A logic HIGH is seen by the Arduino when the voltage at the node labelled GPIO is at, or near, \$V_{CC}\$ (in this case 5V). A LOW is seen when the voltage at GPIO is at or near \$0V\$.

With the switch SW1 open, there are just the two resistors in play - the pull-up, and the internal GPIO port's resistor. So, using simple maths, we can calculate the voltage that would be at GPIO.

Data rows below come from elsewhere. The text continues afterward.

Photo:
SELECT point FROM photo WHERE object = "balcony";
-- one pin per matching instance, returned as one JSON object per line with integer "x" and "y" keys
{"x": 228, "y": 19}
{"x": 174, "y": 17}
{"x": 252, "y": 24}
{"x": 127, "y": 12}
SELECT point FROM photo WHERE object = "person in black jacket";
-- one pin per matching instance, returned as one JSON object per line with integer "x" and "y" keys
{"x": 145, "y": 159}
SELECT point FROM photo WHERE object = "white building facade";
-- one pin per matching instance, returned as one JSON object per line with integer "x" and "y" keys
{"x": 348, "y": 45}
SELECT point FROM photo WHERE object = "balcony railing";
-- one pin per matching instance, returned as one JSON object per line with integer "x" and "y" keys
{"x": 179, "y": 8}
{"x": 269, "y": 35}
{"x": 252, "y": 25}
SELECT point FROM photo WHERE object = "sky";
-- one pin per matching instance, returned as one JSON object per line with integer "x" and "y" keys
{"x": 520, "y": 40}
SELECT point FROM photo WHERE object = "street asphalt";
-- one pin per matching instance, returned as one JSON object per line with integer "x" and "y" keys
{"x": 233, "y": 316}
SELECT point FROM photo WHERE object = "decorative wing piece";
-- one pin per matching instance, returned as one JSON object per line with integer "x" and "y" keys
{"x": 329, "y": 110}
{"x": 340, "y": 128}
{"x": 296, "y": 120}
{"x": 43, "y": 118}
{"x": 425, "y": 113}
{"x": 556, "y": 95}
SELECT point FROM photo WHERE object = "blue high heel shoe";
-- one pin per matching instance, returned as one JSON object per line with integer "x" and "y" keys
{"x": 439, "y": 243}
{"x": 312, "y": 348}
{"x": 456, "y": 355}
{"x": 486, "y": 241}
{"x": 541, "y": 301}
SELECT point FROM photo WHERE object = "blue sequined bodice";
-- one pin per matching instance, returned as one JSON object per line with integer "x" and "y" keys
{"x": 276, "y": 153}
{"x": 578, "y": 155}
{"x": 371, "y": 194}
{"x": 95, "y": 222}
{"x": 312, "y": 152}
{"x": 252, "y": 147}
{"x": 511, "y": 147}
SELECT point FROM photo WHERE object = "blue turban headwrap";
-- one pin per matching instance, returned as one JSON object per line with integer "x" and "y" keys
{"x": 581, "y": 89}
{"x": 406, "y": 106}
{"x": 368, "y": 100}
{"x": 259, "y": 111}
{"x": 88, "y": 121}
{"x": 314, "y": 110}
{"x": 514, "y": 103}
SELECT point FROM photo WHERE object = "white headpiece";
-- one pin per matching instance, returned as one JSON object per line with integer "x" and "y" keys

First we calculate the ratio of the two resistors, using \$\frac{R2}{R1 + R2}\$, and then multiply it by the voltage, which is \$5V\$. So we have the sum:

$$ \frac{10,000,000}{10,000 + 10,000,000}×5 $$

We can of course simplify that by doing the addition, then cancelling out trailing zeros above and below the line:

$$ \frac{10,000,000}{10,010,000}×5 $$ $$ \frac{1,000}{1,001}×5 $$

And so the answer comes out as \$4.995V\$ - pretty much the full \$5V\$. So the Arduino see that as being HIGH, since it is above its "input logic high threshold", also known as \$V_{IH}\$ in datasheets.

So now what happens when we press the button? Well, basically we create a short circuit across the internal GPIO resistor. So now we can completely ignore that resistor, since we have essentially put a wire across it to short circuit it.

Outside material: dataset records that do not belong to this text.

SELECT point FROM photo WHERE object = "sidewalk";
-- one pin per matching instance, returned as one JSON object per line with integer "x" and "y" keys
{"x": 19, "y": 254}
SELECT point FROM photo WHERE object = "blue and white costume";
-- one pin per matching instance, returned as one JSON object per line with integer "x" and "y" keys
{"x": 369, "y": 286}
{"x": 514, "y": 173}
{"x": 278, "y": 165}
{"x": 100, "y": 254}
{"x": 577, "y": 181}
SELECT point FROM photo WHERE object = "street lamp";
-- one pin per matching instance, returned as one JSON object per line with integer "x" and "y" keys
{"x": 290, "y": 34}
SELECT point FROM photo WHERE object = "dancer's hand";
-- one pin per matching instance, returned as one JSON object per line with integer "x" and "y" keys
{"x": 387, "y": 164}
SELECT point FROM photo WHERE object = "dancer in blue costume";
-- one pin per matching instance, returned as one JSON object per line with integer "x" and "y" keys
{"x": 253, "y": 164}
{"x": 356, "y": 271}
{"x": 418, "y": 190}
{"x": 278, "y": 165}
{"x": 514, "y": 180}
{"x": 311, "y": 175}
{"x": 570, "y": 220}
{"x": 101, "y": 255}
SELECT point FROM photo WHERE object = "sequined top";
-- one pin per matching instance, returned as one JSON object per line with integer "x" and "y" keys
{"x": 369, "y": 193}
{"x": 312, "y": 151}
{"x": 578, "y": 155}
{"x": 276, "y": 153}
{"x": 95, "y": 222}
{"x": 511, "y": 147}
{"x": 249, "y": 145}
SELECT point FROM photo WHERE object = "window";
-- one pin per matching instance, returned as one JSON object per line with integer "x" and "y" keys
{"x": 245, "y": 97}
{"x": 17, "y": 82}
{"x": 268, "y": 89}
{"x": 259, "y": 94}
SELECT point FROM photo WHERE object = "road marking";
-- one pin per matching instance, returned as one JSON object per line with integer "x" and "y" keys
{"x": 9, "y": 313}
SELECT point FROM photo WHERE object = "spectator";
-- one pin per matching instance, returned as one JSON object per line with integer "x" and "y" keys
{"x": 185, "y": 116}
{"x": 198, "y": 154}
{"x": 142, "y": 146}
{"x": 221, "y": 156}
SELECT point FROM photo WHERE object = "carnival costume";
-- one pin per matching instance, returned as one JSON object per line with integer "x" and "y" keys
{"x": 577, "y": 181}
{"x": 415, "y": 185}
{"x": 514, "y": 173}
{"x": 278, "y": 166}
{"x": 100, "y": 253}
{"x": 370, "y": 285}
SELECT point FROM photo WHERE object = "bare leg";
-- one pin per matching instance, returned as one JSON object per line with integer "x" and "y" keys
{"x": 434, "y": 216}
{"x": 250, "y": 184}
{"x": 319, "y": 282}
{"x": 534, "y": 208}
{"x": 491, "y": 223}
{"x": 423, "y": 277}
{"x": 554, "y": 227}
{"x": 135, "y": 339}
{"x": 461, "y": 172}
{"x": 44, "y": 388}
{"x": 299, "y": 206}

So now our sum gets changed slightly, since \$R2\$ is now \$0\Omega\$ (the resistance of the wire shorting out \$R2\$).

$$ \frac{0}{0 + 10,000}×5 = 0V $$

And of course, \$0V\$ is below the "input logic low threshold", or \$V_{IL}\$.

Another way of looking at it is that the GPIO, when the button is pressed, is directly connected to ground. No amount of tweaking of the resistor \$R1\$ will ever change the fact that the voltage at ground is \$0V\$. The only way you can change that is by short circuiting \$R1\$ so that becomes \$0\Omega\$ as well, and then you have basically short circuited your battery, and all your wires have now melted.

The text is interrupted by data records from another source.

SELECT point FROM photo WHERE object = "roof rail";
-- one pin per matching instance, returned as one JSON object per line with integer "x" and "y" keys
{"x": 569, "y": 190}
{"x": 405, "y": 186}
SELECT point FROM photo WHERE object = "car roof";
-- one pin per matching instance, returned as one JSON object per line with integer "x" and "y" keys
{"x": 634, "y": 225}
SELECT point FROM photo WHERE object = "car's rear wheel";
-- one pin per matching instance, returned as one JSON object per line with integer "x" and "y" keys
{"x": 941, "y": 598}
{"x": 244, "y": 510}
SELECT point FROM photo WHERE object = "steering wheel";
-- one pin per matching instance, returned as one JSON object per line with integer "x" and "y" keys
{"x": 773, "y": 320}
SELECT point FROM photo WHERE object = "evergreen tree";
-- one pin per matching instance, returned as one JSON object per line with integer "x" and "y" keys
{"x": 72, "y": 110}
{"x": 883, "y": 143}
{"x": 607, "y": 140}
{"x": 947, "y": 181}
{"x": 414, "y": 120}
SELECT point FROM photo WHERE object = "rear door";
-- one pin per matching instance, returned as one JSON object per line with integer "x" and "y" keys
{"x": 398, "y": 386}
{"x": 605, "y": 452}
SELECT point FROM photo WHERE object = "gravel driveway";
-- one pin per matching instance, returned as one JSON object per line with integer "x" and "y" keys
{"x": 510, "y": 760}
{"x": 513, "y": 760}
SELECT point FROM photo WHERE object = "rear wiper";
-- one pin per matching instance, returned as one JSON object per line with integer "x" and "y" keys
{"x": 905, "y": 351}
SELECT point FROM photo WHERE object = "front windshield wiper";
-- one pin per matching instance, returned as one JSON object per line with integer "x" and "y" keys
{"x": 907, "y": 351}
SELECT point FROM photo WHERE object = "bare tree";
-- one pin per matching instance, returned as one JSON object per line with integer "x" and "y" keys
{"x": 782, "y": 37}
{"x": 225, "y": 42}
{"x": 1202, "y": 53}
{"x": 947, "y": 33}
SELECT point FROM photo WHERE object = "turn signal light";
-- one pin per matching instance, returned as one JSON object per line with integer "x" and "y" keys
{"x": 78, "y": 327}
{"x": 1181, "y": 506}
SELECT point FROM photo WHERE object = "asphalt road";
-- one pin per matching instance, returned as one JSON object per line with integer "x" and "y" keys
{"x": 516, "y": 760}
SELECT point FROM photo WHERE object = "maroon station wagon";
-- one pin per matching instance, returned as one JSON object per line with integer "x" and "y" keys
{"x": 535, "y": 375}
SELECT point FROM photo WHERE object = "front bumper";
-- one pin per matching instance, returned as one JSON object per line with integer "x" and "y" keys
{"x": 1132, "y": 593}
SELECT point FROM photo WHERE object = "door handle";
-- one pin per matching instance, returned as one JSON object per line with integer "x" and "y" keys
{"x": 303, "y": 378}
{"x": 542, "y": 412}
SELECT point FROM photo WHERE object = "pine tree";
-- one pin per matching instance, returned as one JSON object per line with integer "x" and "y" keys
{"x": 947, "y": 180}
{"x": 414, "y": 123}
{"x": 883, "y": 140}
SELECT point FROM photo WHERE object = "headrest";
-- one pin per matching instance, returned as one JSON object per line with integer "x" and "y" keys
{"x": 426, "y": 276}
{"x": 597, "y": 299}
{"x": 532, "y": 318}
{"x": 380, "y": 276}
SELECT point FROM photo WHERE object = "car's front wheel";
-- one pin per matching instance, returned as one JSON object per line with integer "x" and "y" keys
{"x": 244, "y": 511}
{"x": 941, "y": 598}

For reference, here is part of Table 28.2 from the ATMega328P data sheet detailing the input voltage thresholds:

enter image description here

We can see there the \$V_{IL}\$ and \$V_{IH}\$ voltages for the \$2.4V - 5.5V\$ \$V_{CC}\$ range listed as \$0.3V_{CC}\$ and \$0.6V_{CC}\$ respectively. Now, this doesn't refer to \$0.3V\$ and \$0.6V\$, but to \$0.3×V_{CC}\$ and \$0.6×V_{CC}\$.

If \$V_{CC}\$ is \$5V\$, then \$V_{IL}\$ is \$0.3 × 5 = 1.5V\$, and \$V_{IH}\$ is \$0.6 × 5 = 3V\$.

So any voltage seen on the GPIO pin that is below \$1.5V\$ is registered as a logic LOW, and any voltage see that is above \$3V\$ is registered as a logic HIGH.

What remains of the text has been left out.